Os maiores problemas do futebol feminino
A jogadora de 33 anos fez 183 partidas pelo Arsenal e se estabeleceu como peça-chave no clube. Ela capitaneou seu país na Euro 2025 em casa e tem mais de um século de partidas pela Suíça. As experiências de Walti fazem parte de uma geração que impulsionou o crescimento do futebol feminino na Inglaterra, e ela acredita que outros podem seguir o exemplo.
"Acho que você tem que levar o jogo para as pessoas. Você meio que tem que forçar as pessoas a assistirem. Sinto que foi assim que talvez começou na Inglaterra", disse Walti. "Na Itália, e em muitos outros países, acho que a cobertura é ruim. Não é transmitido [na TV] de jeito nenhum, ou se é, de onde filmam, é muito ruim."
"Isso afeta a forma como você assiste a um jogo. Você não vê a velocidade, as táticas ou qualquer coisa, e não gosta de assistir ao jogo. Na Inglaterra, nos grandes estádios, você pode ter ótimos ângulos de câmera. Acho que as pessoas gostam mais de assistir."
Embora o padrão da cobertura seja uma questão-chave para Walti, ela diz que há "tantas coisas diferentes" que também faltam no futebol feminino globalmente. "A maior falta começa com a qualidade do campo. Em muitos países, você joga ou nos piores campos artificiais ou nos piores gramados naturais", acrescentou Walti.
"Mesmo se um time da Premier League jogasse lá, provavelmente pareceria ruim porque não é possível jogar um bom futebol nesses campos. Todas as outras ligas, por onde você começa? É muito difícil. Temos os mesmos [problemas] na Suíça."
"Você tem que dar o primeiro passo - investir dinheiro em todas essas coisas antes de obter algo em troca. Acho que muitos países não têm esse dinheiro ou paciência."
Brighton: um clube que se importa
Walti disse que é "apaixonada" por lutar por mudanças porque tem o privilégio de ter experimentado o profissionalismo na Inglaterra. "Antes não tínhamos boas condições. Não era profissional. Nossos primeiros salários não eram suficientes para viver", disse Walti.
"Agora, vendo o crescimento na Inglaterra e estando com jogadoras que tentam impulsionar o jogo em seus próprios países, é frustrante ver a realidade ainda. Às vezes você esquece, quando está na sua própria bolha, que isso não é a norma. Você é apenas uma das sortudas que pode experimentar isso."
"Muito talento no futebol feminino se perde porque estão em ambientes ruins, onde ninguém as vê ou não têm a chance de alcançar seu potencial.
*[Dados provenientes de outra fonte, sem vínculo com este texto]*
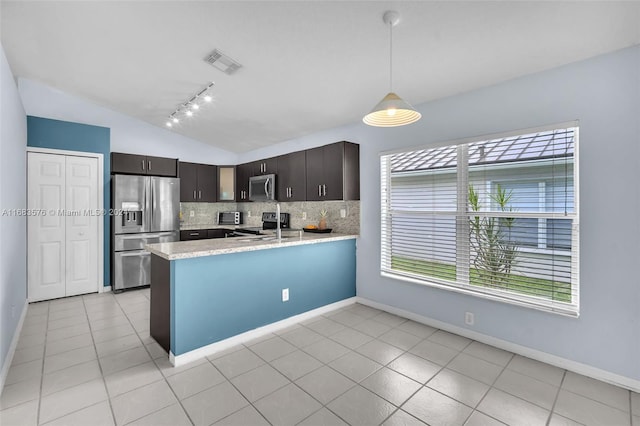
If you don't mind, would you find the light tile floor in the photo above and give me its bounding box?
[0,289,640,426]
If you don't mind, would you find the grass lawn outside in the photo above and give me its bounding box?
[391,256,571,303]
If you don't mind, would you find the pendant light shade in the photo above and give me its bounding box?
[362,92,422,127]
[362,10,422,127]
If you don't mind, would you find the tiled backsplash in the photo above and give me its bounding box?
[180,201,360,234]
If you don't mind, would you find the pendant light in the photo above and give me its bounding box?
[362,10,422,127]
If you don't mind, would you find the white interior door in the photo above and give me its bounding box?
[27,152,102,302]
[65,156,102,296]
[27,152,66,301]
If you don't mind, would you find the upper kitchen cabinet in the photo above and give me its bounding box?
[251,157,278,176]
[178,161,218,203]
[236,163,254,201]
[306,142,360,201]
[111,152,178,177]
[276,151,307,201]
[218,166,236,201]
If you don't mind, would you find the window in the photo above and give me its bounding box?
[381,127,578,315]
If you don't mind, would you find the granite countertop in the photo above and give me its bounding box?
[145,231,358,260]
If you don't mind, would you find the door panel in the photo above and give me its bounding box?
[39,245,64,284]
[65,156,102,296]
[27,152,66,301]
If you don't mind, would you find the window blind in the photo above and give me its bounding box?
[380,127,579,315]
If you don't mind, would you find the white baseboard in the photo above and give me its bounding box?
[0,300,29,395]
[356,296,640,392]
[169,297,357,367]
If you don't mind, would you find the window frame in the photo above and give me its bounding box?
[379,121,580,317]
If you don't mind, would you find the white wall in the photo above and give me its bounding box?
[18,78,237,164]
[235,46,640,381]
[0,46,27,392]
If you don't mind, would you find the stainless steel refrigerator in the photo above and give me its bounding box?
[111,175,180,290]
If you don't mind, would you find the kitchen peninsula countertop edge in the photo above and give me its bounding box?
[145,233,358,260]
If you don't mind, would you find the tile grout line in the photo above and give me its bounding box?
[83,295,122,424]
[35,301,51,425]
[545,370,567,426]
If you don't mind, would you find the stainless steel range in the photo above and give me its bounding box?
[111,175,180,290]
[234,212,291,236]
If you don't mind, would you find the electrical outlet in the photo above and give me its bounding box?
[464,312,476,325]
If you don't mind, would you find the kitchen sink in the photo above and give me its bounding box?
[230,235,292,243]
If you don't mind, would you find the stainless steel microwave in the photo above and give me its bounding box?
[249,174,276,201]
[218,212,242,225]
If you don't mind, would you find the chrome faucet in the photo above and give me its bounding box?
[276,203,282,241]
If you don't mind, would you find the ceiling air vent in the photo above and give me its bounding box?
[204,49,242,75]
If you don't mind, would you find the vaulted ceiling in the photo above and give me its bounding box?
[0,0,640,153]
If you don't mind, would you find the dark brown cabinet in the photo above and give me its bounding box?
[252,157,278,176]
[236,163,255,201]
[111,152,178,177]
[276,151,307,201]
[306,142,360,201]
[217,166,236,201]
[179,161,218,203]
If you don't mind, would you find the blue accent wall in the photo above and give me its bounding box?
[170,240,356,355]
[27,116,111,286]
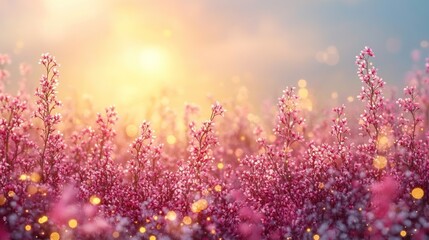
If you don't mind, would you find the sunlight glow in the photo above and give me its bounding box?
[139,47,167,75]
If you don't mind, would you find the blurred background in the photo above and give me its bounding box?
[0,0,429,120]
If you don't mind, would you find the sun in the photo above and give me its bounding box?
[139,47,168,75]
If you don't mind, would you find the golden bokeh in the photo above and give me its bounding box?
[372,155,387,170]
[411,187,425,200]
[68,218,78,229]
[49,232,61,240]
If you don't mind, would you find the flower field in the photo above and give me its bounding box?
[0,47,429,240]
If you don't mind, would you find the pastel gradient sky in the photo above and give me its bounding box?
[0,0,429,116]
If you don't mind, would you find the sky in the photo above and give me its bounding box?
[0,0,429,118]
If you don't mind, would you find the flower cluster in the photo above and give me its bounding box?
[0,47,429,240]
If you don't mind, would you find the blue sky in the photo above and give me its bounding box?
[0,0,429,112]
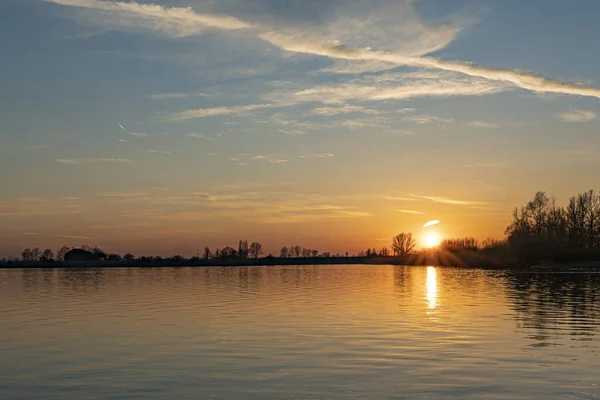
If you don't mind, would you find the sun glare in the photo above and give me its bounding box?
[423,232,440,248]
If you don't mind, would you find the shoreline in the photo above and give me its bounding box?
[0,253,600,272]
[0,254,515,269]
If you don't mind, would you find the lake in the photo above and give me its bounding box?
[0,265,600,400]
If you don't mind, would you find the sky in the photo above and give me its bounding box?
[0,0,600,257]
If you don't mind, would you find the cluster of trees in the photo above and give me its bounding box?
[21,246,71,263]
[279,245,319,258]
[20,245,135,263]
[358,247,390,257]
[506,190,600,264]
[12,190,600,265]
[200,240,264,260]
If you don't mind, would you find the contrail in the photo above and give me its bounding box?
[259,32,600,98]
[423,219,440,228]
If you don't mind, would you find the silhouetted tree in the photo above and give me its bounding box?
[440,237,479,252]
[56,246,71,261]
[279,246,290,258]
[250,242,263,258]
[220,246,237,259]
[291,245,302,258]
[392,232,416,257]
[238,240,249,258]
[40,249,54,263]
[106,253,121,261]
[81,244,108,260]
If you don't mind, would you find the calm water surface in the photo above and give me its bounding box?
[0,266,600,400]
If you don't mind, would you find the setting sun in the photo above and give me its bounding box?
[422,232,440,248]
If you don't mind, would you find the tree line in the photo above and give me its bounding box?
[9,190,600,265]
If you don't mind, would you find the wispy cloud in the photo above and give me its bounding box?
[259,31,600,98]
[381,196,417,201]
[56,158,133,165]
[467,121,500,129]
[277,129,306,136]
[46,0,600,101]
[396,210,425,215]
[150,93,210,100]
[404,115,454,124]
[309,104,379,117]
[56,235,92,240]
[412,195,492,207]
[185,133,219,140]
[300,153,333,158]
[46,0,251,37]
[229,154,288,165]
[559,108,596,122]
[463,161,506,169]
[56,158,80,165]
[171,104,276,120]
[98,192,148,197]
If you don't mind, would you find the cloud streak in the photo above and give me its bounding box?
[55,158,133,165]
[46,0,251,37]
[46,0,600,101]
[559,108,596,122]
[259,31,600,98]
[396,210,425,215]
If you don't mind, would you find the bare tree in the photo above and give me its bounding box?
[292,245,302,258]
[21,248,35,262]
[279,246,290,258]
[56,246,71,261]
[238,240,248,258]
[392,232,416,256]
[440,237,479,252]
[221,246,237,258]
[40,249,54,263]
[202,247,212,260]
[250,242,263,258]
[379,246,390,257]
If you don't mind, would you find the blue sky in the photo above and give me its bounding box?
[0,0,600,256]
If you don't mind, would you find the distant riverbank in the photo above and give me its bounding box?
[0,252,510,268]
[0,251,600,271]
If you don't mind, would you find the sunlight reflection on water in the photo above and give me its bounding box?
[427,267,437,308]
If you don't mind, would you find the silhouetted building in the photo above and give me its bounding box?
[65,249,100,262]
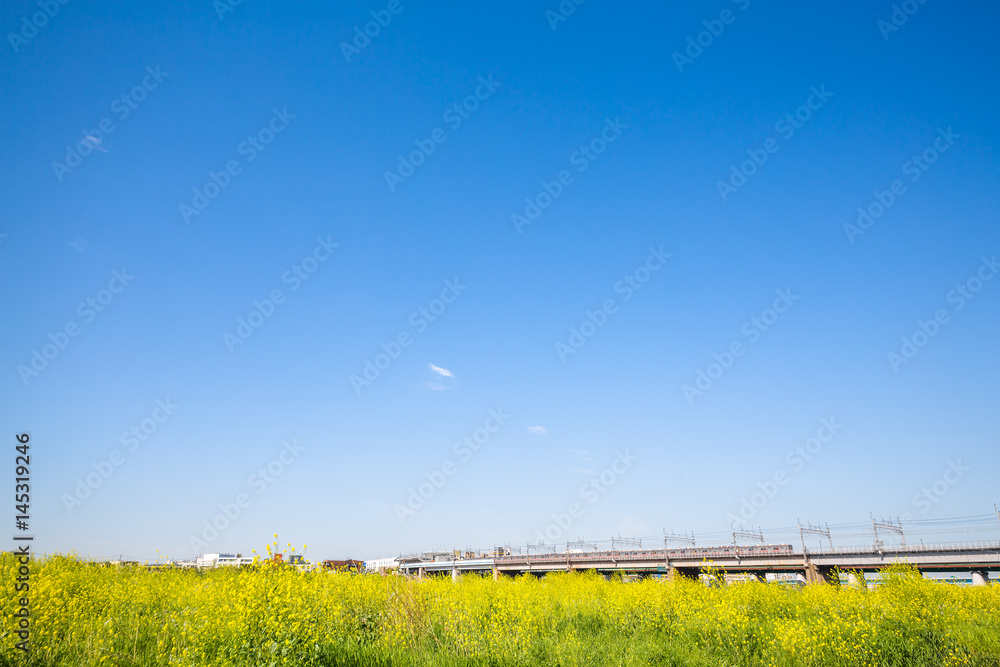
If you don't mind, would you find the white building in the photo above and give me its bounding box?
[195,554,253,567]
[365,556,399,572]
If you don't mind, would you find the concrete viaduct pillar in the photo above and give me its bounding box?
[805,561,836,584]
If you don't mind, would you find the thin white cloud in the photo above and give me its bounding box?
[83,134,108,153]
[430,364,455,380]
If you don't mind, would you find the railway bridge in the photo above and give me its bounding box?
[399,542,1000,585]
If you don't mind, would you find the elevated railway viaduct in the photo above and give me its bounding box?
[400,542,1000,585]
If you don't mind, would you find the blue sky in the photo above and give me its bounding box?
[0,0,1000,558]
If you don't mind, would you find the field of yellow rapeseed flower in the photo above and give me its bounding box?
[0,554,1000,667]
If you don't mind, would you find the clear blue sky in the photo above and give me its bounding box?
[0,0,1000,558]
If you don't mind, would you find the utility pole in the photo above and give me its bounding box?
[868,512,906,551]
[729,524,764,547]
[795,519,833,554]
[611,535,642,551]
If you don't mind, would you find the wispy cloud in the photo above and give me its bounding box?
[430,364,455,379]
[83,134,108,153]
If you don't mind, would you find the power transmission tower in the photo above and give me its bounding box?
[795,519,833,553]
[868,513,906,551]
[730,524,764,547]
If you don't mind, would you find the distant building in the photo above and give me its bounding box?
[194,554,253,567]
[320,559,365,572]
[365,556,399,572]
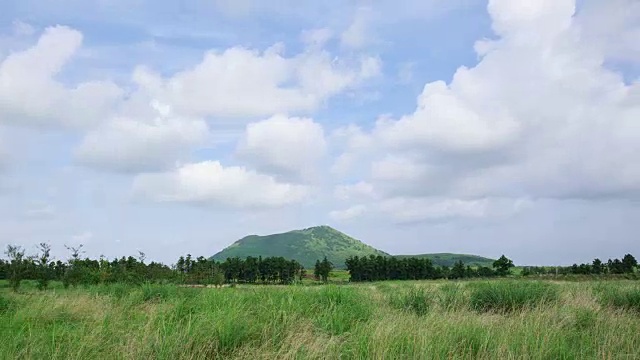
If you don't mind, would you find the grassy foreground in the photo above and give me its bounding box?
[0,280,640,359]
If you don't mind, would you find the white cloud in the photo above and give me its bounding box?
[24,204,56,220]
[329,205,367,221]
[134,44,380,117]
[13,20,36,36]
[133,161,310,208]
[237,115,327,176]
[0,26,122,127]
[340,6,373,49]
[335,0,640,202]
[75,103,209,172]
[71,231,94,245]
[333,181,376,201]
[377,197,530,223]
Tento causar impacto e acho que isso foi muito difícil na Itália, porque senti que quando falávamos, nada acontecia, e isso era frustrante."
Quando Walti estava avaliando seu futuro, com um ano restante de contrato com a Juventus, ela sabia que o Brighton era um clube que poderia oferecer um ambiente de qualidade. Em abril, o Brighton divulgou seus planos para o primeiro estádio feminino construído especificamente para esse fim na Europa, que custará £75-80 milhões. Em 2021, a equipe feminina se mudou para suas instalações de treinamento no American Express Elite Football Performance Centre - resultado de um investimento de £8,5 milhões.
Em campo, eles investiram durante a janela de transferências e chegaram à final da Women's FA Cup pela primeira vez em maio. O time de Dario Vidosic tem ambições de entrar no top três da WSL, e Walti acredita que se juntou a um clube "que se importa" com o futebol feminino.
"Depois daquela experiência na Itália, eu sabia um pouco mais sobre o que provavelmente queria, ou não queria", disse Walti. "Eu tinha uma confiança bastante grande no Brighton antes de termos as conversas, porque eu estava na liga e via o que o clube estava fazendo."
"Ouvi de outras jogadoras sobre o clube investir muito e só ouvi coisas realmente positivas. Não há melhor feedback do que o de outras jogadoras. Assim que comecei a ter os primeiros momentos com o clube, isso me provou que este é o lugar certo - que se importa com o futebol feminino, que investe no futebol feminino e que tem as pessoas certas no lugar."